I was actually surprised that wherever he went, he always found other European tourists there, no matter how off the beaten track the place was. I was particularly surprised that he managed to persuade one of them (a backpacker from Germany) to help him drag his motorcycle up and down steep hills in the impenetrable jungle in Colombia, machetes in hand (for free). I (and he) was also surprised how often people who had little themselves offered him free food. A memorable book.
This is one of the best "coffee table" books I've ever seen. Seldom do they do more than sit and look pretty, but this one is different. Helge Pedersen (from Norway) spent ten years traveling around various parts of the world, mostly by himself. He has a nice writing style, and a good eye for photography, and the result is a wonderful book about his travels. With two hundred plus pages of photography and description of his travels, it made for several hours of high reading enjoyment. Not that my urge to travel needs any fuel, but he has once again ignited my desire to go see new (and old) places, and people and cultures that are different (and familiar). This book is out of print, and the used editions I saw were expensive, but I obtained it easily through interlibrary loan.

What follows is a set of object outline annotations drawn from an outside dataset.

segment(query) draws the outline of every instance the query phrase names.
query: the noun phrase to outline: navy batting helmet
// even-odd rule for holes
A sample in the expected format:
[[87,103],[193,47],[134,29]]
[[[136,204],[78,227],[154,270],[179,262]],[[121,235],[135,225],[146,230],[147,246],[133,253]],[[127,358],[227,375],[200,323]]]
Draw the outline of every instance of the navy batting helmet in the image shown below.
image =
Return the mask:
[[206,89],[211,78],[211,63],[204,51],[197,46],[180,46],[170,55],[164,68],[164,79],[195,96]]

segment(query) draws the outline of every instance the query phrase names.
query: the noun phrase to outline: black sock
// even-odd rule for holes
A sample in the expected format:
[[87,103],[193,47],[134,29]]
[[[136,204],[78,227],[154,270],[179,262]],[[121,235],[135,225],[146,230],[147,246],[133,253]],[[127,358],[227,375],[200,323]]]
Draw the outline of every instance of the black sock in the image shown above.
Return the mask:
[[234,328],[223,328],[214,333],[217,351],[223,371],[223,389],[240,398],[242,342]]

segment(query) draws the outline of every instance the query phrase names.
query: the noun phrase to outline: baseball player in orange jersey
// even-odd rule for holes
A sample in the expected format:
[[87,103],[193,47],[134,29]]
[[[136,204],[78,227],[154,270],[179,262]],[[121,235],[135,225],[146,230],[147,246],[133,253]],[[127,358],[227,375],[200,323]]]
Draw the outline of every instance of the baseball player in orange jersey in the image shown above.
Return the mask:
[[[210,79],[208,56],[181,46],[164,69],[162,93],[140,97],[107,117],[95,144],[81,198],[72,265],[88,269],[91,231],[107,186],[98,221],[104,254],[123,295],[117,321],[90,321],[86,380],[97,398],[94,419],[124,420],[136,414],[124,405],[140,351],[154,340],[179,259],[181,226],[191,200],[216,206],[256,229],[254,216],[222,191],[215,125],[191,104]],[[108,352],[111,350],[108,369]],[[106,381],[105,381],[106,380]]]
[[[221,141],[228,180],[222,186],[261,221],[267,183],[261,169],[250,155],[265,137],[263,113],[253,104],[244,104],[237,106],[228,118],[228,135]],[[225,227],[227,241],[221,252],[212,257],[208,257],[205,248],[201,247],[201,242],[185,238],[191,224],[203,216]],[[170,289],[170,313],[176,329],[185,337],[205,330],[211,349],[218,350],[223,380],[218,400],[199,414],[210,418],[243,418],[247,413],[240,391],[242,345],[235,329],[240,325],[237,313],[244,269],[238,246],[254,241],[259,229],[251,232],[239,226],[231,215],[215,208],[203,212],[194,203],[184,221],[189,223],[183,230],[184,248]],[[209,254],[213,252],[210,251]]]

It was well worth the effort!
Probably one of the best travel, adventure travel books that I have ever read. I would never give up what I have in my life in order to experience what Helge experienced but it is fun to live it and dream through his book.
This is a coffee table sized book covering Helge Pedersen's 10 year trip around the world on a BMW R80GS. The book was published before the advent of digital photography and for its time is quite good.